Social justice will most likely involve systemic change and therefore require action by government both in terms of legal provision and the granting of financial resources. In other words, redistribution and changed priorities. Truth must speak to power so it is useless to direct campaigns at those without power. Campaigns have to be honed to hit the target, usually ministers and members of the ruling political party.
The problem is that too many faith and secular organisations, passionate and dedicated as they are to advancing social justice, are too polite and ineffective in their campaigning. You have to get under the skin, be a nuisance, keep pressing, to have any chance of success. Polite letters, petitions, learned dissertations, social media, detailed reports of themselves do not produce change. There has to be a catalyst to persuade those in power to make changes.
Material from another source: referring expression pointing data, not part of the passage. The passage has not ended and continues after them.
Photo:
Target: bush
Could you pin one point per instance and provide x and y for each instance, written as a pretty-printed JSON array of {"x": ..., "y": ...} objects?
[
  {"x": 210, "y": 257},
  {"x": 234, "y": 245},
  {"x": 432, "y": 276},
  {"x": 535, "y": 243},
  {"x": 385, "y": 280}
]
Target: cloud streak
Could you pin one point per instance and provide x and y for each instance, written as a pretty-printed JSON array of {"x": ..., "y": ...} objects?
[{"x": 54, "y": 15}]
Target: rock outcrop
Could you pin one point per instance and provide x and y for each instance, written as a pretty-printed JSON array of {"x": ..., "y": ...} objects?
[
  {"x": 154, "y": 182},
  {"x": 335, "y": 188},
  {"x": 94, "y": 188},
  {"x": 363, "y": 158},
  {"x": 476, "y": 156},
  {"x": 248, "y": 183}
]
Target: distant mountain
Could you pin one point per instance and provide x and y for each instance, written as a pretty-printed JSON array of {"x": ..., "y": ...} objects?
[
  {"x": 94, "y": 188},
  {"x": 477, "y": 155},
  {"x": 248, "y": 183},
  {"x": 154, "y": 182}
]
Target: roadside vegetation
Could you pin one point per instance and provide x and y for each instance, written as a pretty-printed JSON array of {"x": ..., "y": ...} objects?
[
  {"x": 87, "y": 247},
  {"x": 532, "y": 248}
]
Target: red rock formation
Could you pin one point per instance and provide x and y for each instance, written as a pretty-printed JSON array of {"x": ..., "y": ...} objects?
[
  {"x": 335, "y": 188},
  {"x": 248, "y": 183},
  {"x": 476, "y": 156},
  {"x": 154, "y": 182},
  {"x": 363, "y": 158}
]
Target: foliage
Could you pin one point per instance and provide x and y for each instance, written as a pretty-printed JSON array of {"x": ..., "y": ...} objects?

Work out who are the relevant ministers and members of parliament, demonstrate outside their constituency offices, go to their surgeries. Keep the local press and other social media informed of your campaign and the reactions you receive: keep them onside. Above all be a confounded nuisance should early contact be unproductive. Be prepared for the long haul. Be seen, keep your campaign in the public eye.
I wish national faith and secular organisations would work together and coordinate local action. I do not hold much store by big national demonstrations: for the most part they do not result in the change desired by the demonstrators.
My final thought is make sure the campaign is positive: seek social justice for the people you wish to support. What matters is what you are for, not what you are against.